When I lie tangled in her hair
And fettered to her eye,
The birds that wanton in the air
Know no such liberty.
The poem interestingly uses images of being trapped to portray freedom. The speaker is “tangled” in Althea’s hair and “fettered” to her eye. However, he feels as free in this confinement as birds flying through the air.
When flowing cups run swiftly round,
With no allaying Thames
These lines describe a drinking party. The alcohol that they are drinking is pure. In other words, it has not been cut down with water, such as one would find in the River Thames in London.
When thirsty grief in wine we steep,
When healths and draughts go free
The speaker and his companions drown their sadness in wine until they are not sad any longer. Grief is “thirsty” because it requires alcohol to be cured. As the servings of alcohol (”draughts”) get passed around, they frequently raise toasts (”healths”) to the king.
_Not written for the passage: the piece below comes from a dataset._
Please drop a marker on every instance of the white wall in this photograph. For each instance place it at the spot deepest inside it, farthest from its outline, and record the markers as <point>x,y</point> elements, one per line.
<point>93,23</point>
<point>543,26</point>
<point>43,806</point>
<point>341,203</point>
When like committed linnets I
With shriller throat shall sing
The speaker compares himself to a finch in a cage, though he admits that his voice is more shrill than that of a songbird.
Enlarged winds, that curl the flood,
Know no such liberty.
Even expanding winds that flow over the waves are not as free as the speaker when he is praising his king.
Stone walls do not a prison make,
Nor iron bars a cage
Just as the mere presence of stone walls does not make a place a prison if one is free on the inside, iron bars are not enough to make a place into a cage.